Luckily, extra-curricular clubs for grown-ups are a thing in this region. There are groups for everything from ice yachting on The Hudson to mushroom hunting to beekeeping! Both these clubs seek out and welcome new members:
Catskill Mountain Beekeepers Club
With more than 130 members, this club has very clear objectives: serve as a resource for beekeepers, educate the community, provide an outlet for members to sell, and foster interactions with the agricultural community.
When it comes to supplies you have options too:
Hudson Valley Bee Supply has an incredible variety of fascinating tools, bee foods and medicines, clothing to wear at your hives or when you want to wear your bee and honey love on your sleeve about-town. They’re located in Kingston on Sawkill Road.

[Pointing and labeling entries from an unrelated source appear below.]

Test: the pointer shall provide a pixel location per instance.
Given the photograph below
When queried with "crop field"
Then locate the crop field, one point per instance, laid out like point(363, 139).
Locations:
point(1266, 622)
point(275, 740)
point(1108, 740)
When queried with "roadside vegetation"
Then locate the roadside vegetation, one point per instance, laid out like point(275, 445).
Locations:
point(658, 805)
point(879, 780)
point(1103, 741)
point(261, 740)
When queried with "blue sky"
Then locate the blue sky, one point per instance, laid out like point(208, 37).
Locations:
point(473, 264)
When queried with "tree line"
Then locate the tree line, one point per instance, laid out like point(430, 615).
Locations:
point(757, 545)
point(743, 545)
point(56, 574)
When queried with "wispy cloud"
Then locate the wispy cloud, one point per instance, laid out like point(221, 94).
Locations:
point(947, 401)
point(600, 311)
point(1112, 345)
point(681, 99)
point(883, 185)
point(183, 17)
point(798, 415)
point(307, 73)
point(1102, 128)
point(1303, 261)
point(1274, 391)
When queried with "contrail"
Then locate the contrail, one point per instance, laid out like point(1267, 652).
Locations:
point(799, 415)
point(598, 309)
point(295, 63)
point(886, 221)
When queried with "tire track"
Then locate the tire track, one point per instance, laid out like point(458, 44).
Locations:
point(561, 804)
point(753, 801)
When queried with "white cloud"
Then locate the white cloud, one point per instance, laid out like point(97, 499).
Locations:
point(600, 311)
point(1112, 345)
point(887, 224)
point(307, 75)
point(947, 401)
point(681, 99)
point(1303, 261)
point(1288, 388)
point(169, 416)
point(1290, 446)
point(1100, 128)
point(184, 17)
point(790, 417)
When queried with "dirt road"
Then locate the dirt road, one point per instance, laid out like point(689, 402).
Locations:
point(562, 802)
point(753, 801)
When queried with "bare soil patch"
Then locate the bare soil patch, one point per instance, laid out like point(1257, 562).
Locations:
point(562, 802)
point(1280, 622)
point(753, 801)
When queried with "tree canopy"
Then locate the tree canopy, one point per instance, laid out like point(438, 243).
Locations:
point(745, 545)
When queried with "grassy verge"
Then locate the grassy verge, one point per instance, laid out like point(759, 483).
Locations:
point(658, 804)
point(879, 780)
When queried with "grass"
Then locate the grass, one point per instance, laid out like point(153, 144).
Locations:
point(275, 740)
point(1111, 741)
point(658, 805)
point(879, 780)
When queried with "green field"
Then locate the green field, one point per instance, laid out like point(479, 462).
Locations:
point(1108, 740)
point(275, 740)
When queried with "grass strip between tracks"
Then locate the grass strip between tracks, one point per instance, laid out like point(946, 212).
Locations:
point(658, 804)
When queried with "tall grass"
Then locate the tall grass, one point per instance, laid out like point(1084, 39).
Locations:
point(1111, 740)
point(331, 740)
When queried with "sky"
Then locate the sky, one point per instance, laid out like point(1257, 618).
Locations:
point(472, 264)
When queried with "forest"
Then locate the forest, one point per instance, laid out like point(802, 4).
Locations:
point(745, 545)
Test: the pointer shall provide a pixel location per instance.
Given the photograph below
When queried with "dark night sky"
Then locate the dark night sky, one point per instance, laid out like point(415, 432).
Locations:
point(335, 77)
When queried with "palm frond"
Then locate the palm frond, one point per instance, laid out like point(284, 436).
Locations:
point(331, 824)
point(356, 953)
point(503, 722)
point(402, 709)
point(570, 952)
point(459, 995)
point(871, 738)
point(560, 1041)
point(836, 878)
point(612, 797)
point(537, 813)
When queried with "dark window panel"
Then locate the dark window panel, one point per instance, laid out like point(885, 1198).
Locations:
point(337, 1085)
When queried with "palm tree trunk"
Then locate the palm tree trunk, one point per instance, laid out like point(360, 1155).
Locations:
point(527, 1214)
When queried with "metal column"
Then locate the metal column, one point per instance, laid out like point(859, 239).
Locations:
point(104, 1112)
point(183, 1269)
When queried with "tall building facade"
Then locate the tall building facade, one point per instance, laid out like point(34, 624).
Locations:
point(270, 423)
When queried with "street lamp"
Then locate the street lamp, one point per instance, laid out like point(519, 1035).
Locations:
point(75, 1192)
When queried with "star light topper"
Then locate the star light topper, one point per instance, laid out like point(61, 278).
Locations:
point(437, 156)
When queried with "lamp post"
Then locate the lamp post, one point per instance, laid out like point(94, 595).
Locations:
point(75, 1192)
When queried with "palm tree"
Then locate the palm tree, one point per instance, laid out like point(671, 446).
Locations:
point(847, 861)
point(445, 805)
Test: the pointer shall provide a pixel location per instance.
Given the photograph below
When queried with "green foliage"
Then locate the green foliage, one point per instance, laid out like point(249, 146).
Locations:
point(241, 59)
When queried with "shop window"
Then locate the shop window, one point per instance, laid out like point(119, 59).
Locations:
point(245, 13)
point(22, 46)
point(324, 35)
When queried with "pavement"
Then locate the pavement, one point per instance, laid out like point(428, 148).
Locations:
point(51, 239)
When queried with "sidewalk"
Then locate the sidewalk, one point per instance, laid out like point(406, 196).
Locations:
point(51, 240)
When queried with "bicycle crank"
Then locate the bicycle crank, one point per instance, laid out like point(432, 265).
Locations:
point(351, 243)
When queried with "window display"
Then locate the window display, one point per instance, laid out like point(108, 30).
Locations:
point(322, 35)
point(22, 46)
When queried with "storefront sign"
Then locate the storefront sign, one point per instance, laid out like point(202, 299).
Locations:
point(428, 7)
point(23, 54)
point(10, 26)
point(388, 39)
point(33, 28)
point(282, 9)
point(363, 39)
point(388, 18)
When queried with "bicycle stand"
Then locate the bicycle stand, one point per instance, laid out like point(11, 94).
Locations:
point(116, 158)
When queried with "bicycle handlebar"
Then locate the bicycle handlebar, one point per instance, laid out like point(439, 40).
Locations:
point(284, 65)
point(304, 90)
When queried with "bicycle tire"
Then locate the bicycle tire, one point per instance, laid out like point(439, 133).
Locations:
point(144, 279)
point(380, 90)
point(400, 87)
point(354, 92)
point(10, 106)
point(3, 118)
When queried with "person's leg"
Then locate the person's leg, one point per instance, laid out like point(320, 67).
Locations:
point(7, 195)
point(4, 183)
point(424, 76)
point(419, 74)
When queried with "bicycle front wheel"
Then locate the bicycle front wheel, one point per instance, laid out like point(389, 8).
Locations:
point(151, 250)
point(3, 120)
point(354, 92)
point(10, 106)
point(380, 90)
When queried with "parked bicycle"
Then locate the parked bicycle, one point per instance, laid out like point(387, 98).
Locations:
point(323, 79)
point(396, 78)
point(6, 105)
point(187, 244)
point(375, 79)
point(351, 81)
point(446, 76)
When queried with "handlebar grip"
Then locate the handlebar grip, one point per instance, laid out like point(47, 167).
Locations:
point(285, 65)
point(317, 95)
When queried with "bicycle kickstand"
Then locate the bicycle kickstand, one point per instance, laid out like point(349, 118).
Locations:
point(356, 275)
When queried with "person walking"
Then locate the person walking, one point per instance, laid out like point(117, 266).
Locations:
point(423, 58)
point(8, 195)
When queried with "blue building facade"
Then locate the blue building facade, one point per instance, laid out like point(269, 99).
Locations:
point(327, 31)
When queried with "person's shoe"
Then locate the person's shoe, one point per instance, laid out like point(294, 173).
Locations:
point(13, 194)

This niche business makes my heart glow! Larry's Backyard Bees in Newburgh, which I mentioned above, sells every type of pertinent equipment and also offers services for homeowners, business owners, and farmers. Don’t spray (and kill) a swarm of bees on your property or in one of your buildings, call Larry’s and they’ll relocate them safely to one of their bee boxes. For farmers, they offer small-scale pollination services.
Now... for the land!
Bees like specific conditions, and if you want healthy bees, you want to give them what they like! They need shelter from the wind, forage, and water; here’s a quick article with some specific detail. When looking for a beekeeping property, you want to find a large enough parcel with meadow where plants are already bee-friendly or where you’ll be willing to plant bee-friendly forage, a place for the hives that is open and dry but also safe from the wind, and a natural water source or space for a water source that you’ll provide.
Here are six listings that were active at the time of publishing and which (while I’m not a bee expert) look like good bee-bets.
Celebrate The Honey!
We’re not the only ones taking note of September’s “Honey Month” status. The town of Narrowsburg is hosting a Honey Bee Festival on September 24th. It sound like a delightful way to spend the day and celebrate the bees!